One of the most successful tech incubators in New York City is growing its ambitions into the world of coworking and beyond.
Grand Central Tech, which has grown from 15K SF to 130K SF at 335 Madison Ave. in the past five years, has been transformed into Company by co-founder Matthew Harrigan, Forbes reports. The new concept will take over the full building, which stretches between 43rd and 44th streets and between Madison and Vanderbilt avenues across the street from Grand Central Terminal in Midtown Manhattan.
The 1.1M SF building, now called The Company Building, is owned by Milstein Properties, which values the property at over $1B, according to Forbes. Partnering with Company, the Milstein family will lease 700K SF to large enterprise tenants like Facebook, which has signed on for a one-floor lease starting at the end of the year. Those tenants will sit atop 250K SF of coworking space with membership that, unlike with WeWork, Company will curate like an incubator space.

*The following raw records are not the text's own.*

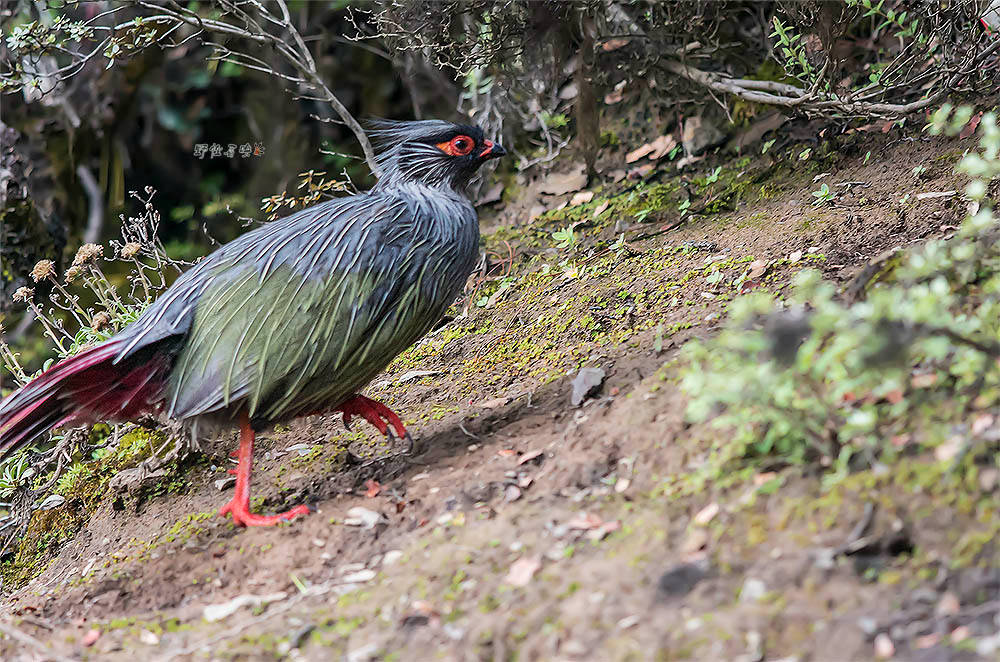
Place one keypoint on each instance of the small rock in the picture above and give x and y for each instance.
(948, 605)
(217, 612)
(628, 622)
(567, 182)
(699, 134)
(753, 590)
(695, 540)
(360, 516)
(868, 625)
(706, 514)
(522, 571)
(987, 646)
(52, 501)
(961, 633)
(884, 648)
(681, 579)
(359, 576)
(586, 383)
(366, 653)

Part of what set Grand Central Tech, and now Company, apart from most standard incubators is that it does not take a portion of equity in an entrepreneur’s startup in exchange for membership. Instead, it will charge rents well below market price — about $65/SF, according to Forbes — for entrepreneurs and subsidize the cost by charging the enterprise tenants above-market rents (starting at $100/SF, with rent in the surrounding area averaging $95/SF).
Harrigan’s bet is that idea-hungry tech companies will pay the premium to mingle their employees with the startup culture downstairs. Enterprise tenants will have “traditional leasing arrangements,” according to Company’s website, while month-to-month coworking memberships will be offered to teams of up to 20. Companies between 15 and 120 workers can sign one- to three-year leases for “startup suites.”
Common space will be a key feature of Milstein’s $150M renovation of the building, which will include ground-floor retail like a bar, multiple restaurants and space for pop-up shops. That component will make up part of the 150K SF devoted to amenities, which also includes a 150-seat theater for speaker events, an outdoor terrace overlooking Grand Central Terminal, and a completely open second floor that includes long, cafeteria-style benches and tables.
Company itself will also be raising capital for a $50M venture fund, although it has not decided how to invest in some of its tenants and not others without giving the appearance of favoritism, as Harrigan told Forbes.
Coworking is rapidly growing its presence within the office market, but as it does, WeWork has entrenched itself further as the industry’s dominant force. Competitors like Knotel, which is unapologetically gunning for WeWork’s crown, and Convene, which has expanded its business from event hosting to coworking, have focused on larger businesses to scale quickly, rather than the startups that sparked the coworking revolution.